Obvious/Help Center

Customizing Code Review

Published May 22, 2026 · Last updated May 22, 2026 · 4 min read

By default, the automated code review agent evaluates every pull request using a generic rubric. That works fine out of the box, but it doesn't know what your linter already catches, which paths in your codebase are security-sensitive, or how your team likes to structure TypeScript. The .obvious/review/ directory is how you teach it.

Once configured, reviews are tailored to your codebase: noise goes down, signal goes up.

How it works

Place a review/ directory inside .obvious/ at the root of your repository:

.obvious/
└── review/
    ├── overlay.md
    ├── scoring-model.md
    ├── category-overlays.md
    └── comment-examples.md

All four files are optional. You can start with just one. The review agent picks up whatever is present and incorporates it into every PR evaluation for that repository.

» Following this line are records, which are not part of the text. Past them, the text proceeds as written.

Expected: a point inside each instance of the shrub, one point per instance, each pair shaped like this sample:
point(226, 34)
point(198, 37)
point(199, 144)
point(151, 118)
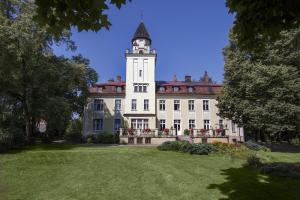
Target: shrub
point(186, 132)
point(255, 146)
point(74, 131)
point(6, 141)
point(202, 149)
point(253, 161)
point(107, 138)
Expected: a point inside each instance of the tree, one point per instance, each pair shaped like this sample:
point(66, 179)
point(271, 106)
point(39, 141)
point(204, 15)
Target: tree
point(257, 22)
point(61, 15)
point(262, 90)
point(39, 84)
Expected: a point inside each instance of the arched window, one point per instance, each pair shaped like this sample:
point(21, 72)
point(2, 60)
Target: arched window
point(161, 89)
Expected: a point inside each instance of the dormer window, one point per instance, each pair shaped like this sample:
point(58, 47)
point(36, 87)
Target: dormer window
point(162, 89)
point(119, 89)
point(176, 89)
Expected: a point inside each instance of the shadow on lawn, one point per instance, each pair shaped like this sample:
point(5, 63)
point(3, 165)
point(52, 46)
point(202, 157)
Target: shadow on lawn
point(246, 183)
point(51, 147)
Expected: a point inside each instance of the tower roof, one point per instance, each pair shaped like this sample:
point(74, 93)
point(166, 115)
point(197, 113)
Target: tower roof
point(141, 33)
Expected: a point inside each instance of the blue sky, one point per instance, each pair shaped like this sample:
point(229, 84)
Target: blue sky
point(187, 35)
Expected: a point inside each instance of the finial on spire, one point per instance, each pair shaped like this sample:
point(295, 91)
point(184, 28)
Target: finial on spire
point(142, 17)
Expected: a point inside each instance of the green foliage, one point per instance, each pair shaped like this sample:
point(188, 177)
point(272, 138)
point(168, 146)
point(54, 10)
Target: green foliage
point(258, 22)
point(185, 146)
point(61, 15)
point(34, 83)
point(74, 131)
point(107, 138)
point(202, 149)
point(261, 90)
point(255, 146)
point(186, 132)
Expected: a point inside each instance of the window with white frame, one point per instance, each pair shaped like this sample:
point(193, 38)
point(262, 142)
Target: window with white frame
point(117, 124)
point(118, 105)
point(191, 124)
point(206, 124)
point(162, 124)
point(139, 123)
point(177, 105)
point(140, 87)
point(133, 104)
point(98, 105)
point(177, 124)
point(191, 105)
point(146, 104)
point(221, 125)
point(98, 124)
point(233, 127)
point(205, 105)
point(175, 89)
point(162, 105)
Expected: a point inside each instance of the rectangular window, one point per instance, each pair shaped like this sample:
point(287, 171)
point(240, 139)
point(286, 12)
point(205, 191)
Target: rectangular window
point(139, 123)
point(133, 104)
point(146, 104)
point(98, 105)
point(117, 104)
point(162, 104)
point(191, 124)
point(140, 87)
point(221, 125)
point(233, 127)
point(98, 124)
point(162, 124)
point(177, 124)
point(191, 105)
point(205, 105)
point(117, 124)
point(206, 124)
point(176, 104)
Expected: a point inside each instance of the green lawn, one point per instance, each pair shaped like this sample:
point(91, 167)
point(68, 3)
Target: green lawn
point(74, 172)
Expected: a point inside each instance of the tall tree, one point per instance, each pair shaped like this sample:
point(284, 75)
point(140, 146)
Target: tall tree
point(61, 15)
point(40, 83)
point(262, 90)
point(257, 22)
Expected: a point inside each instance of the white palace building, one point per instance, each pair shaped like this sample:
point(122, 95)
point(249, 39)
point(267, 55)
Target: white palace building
point(143, 110)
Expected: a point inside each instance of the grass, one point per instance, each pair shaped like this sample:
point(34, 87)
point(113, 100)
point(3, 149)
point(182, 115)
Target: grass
point(67, 172)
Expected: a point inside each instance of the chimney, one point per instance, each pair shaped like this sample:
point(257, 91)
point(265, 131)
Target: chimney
point(187, 78)
point(118, 78)
point(175, 78)
point(111, 80)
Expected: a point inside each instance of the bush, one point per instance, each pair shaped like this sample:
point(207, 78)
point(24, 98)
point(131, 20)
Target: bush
point(255, 146)
point(107, 138)
point(74, 131)
point(202, 149)
point(254, 161)
point(185, 146)
point(186, 132)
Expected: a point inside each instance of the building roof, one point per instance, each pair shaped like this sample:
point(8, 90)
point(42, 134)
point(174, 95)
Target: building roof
point(205, 86)
point(141, 33)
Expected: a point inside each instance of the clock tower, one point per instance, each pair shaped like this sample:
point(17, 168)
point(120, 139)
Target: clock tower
point(140, 81)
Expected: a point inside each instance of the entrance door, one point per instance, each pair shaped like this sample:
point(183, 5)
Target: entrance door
point(177, 126)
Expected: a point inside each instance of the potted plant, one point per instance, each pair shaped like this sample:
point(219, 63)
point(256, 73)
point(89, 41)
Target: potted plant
point(166, 131)
point(130, 131)
point(147, 130)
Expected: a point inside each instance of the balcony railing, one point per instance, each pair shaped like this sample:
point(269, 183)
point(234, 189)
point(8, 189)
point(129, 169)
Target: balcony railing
point(172, 132)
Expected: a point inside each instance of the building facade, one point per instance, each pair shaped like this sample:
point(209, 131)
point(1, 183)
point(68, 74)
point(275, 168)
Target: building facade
point(143, 106)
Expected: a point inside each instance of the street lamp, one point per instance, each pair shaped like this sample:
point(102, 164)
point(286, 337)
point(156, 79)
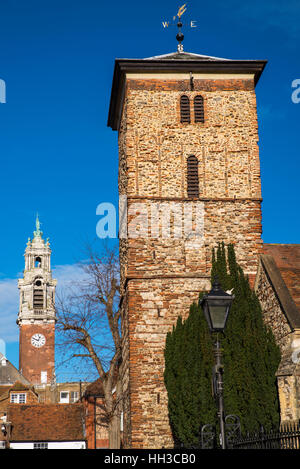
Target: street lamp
point(216, 306)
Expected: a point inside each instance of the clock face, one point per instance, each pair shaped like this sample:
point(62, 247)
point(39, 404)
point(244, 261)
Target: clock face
point(38, 340)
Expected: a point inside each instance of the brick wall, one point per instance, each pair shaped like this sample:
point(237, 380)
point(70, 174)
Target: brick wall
point(35, 360)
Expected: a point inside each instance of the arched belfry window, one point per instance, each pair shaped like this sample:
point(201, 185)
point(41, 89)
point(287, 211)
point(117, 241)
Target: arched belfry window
point(199, 108)
point(185, 112)
point(192, 177)
point(38, 298)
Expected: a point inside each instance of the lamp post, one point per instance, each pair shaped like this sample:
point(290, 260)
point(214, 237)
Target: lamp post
point(216, 307)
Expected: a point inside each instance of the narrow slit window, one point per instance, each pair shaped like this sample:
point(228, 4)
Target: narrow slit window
point(192, 177)
point(185, 113)
point(199, 108)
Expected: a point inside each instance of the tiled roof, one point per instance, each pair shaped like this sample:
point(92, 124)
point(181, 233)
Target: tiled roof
point(95, 389)
point(20, 387)
point(287, 260)
point(47, 422)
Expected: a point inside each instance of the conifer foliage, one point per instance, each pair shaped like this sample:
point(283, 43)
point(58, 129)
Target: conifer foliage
point(250, 357)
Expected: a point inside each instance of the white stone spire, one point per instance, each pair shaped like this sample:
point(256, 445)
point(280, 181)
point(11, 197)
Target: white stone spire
point(37, 287)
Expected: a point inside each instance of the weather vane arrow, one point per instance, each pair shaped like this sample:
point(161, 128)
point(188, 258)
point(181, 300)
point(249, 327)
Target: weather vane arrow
point(179, 24)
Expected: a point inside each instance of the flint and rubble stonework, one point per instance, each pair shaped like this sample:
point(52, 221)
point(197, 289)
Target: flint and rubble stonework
point(161, 277)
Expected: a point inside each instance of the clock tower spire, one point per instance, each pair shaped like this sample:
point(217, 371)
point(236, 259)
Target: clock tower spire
point(36, 318)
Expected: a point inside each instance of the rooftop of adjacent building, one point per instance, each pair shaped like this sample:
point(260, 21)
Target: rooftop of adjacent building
point(287, 260)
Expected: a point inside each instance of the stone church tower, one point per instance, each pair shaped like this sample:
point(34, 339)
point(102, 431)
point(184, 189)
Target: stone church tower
point(188, 156)
point(36, 318)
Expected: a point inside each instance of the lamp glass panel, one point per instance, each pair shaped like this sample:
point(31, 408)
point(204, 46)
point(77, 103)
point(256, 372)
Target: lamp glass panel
point(218, 314)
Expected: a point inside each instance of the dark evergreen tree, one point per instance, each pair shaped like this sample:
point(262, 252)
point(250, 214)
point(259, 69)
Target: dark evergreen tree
point(250, 356)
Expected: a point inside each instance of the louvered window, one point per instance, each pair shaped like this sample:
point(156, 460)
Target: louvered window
point(185, 113)
point(199, 109)
point(192, 177)
point(38, 298)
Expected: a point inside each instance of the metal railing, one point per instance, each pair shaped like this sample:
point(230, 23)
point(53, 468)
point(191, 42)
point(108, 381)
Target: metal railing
point(287, 436)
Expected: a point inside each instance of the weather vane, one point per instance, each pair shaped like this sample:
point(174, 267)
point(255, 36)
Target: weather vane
point(179, 24)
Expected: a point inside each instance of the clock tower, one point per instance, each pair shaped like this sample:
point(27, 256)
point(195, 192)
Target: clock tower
point(36, 318)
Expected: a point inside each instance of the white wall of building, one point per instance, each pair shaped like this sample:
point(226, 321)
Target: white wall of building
point(51, 445)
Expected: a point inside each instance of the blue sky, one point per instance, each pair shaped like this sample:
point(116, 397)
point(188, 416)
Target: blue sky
point(58, 156)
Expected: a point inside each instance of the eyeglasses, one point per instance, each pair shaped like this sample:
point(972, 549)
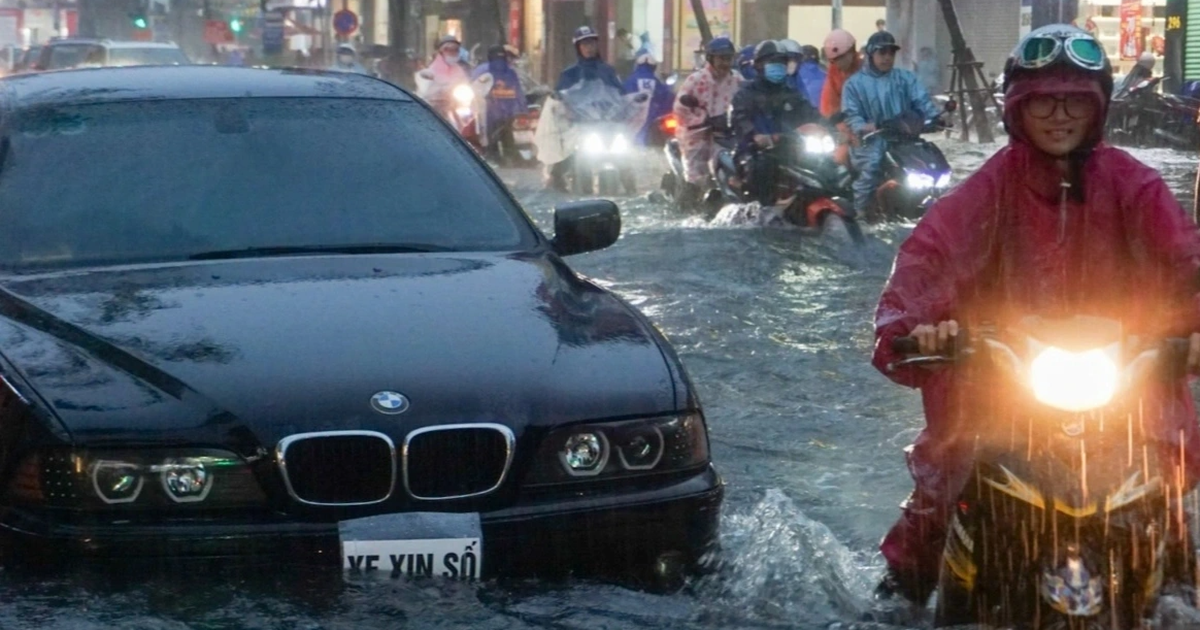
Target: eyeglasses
point(1077, 106)
point(1081, 49)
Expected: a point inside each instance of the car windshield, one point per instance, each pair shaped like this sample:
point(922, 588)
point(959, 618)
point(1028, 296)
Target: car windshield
point(161, 180)
point(145, 57)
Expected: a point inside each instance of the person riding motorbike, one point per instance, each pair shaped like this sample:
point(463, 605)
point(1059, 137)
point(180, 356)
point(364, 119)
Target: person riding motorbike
point(765, 111)
point(1032, 233)
point(589, 65)
point(874, 96)
point(348, 60)
point(505, 101)
point(811, 75)
point(713, 87)
point(1141, 71)
point(443, 75)
point(643, 79)
point(841, 51)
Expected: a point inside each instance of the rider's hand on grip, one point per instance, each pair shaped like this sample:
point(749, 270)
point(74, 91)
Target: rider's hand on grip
point(929, 340)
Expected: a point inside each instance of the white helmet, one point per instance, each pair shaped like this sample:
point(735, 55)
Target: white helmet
point(790, 47)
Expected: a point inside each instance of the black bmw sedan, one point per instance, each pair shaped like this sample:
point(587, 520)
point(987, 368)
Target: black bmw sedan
point(257, 312)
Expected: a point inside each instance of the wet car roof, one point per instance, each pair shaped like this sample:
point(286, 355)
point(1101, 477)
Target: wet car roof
point(142, 83)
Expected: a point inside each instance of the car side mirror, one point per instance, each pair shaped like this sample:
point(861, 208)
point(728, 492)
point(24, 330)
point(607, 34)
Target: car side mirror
point(586, 226)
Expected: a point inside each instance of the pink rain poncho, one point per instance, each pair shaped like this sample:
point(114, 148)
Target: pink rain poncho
point(715, 97)
point(1007, 244)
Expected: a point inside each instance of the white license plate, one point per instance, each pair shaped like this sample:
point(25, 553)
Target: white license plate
point(417, 544)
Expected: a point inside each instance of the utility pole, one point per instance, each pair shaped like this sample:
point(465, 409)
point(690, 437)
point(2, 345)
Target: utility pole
point(967, 78)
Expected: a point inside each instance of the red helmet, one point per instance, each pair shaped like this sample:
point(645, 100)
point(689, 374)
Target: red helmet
point(838, 43)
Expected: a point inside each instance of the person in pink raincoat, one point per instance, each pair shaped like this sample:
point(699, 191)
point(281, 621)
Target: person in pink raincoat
point(444, 73)
point(714, 87)
point(1057, 223)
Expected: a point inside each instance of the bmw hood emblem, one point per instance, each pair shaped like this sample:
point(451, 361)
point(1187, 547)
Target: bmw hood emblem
point(389, 402)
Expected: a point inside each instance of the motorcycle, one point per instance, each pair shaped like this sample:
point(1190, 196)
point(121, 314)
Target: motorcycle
point(593, 124)
point(1071, 516)
point(819, 187)
point(916, 173)
point(1141, 117)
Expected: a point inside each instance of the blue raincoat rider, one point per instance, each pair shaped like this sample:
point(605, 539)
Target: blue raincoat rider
point(643, 79)
point(589, 65)
point(875, 95)
point(811, 75)
point(765, 112)
point(507, 100)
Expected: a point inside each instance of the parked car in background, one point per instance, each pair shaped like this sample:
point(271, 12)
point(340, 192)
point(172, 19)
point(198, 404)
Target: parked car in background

The four configuration files

overlay.md — your primary entry point

This is the most important file to start with. overlay.md defines the rules that make your codebase different from a generic project:

  • Tooling-handled rules. If Biome, ESLint, or TypeScript strict mode already catches something, tell the reviewer to skip it. This is the single biggest lever for reducing noise.

  • High-scrutiny paths. Flag directories that need extra attention — authentication middleware, payment processing, anything where a subtle bug has outsized consequences.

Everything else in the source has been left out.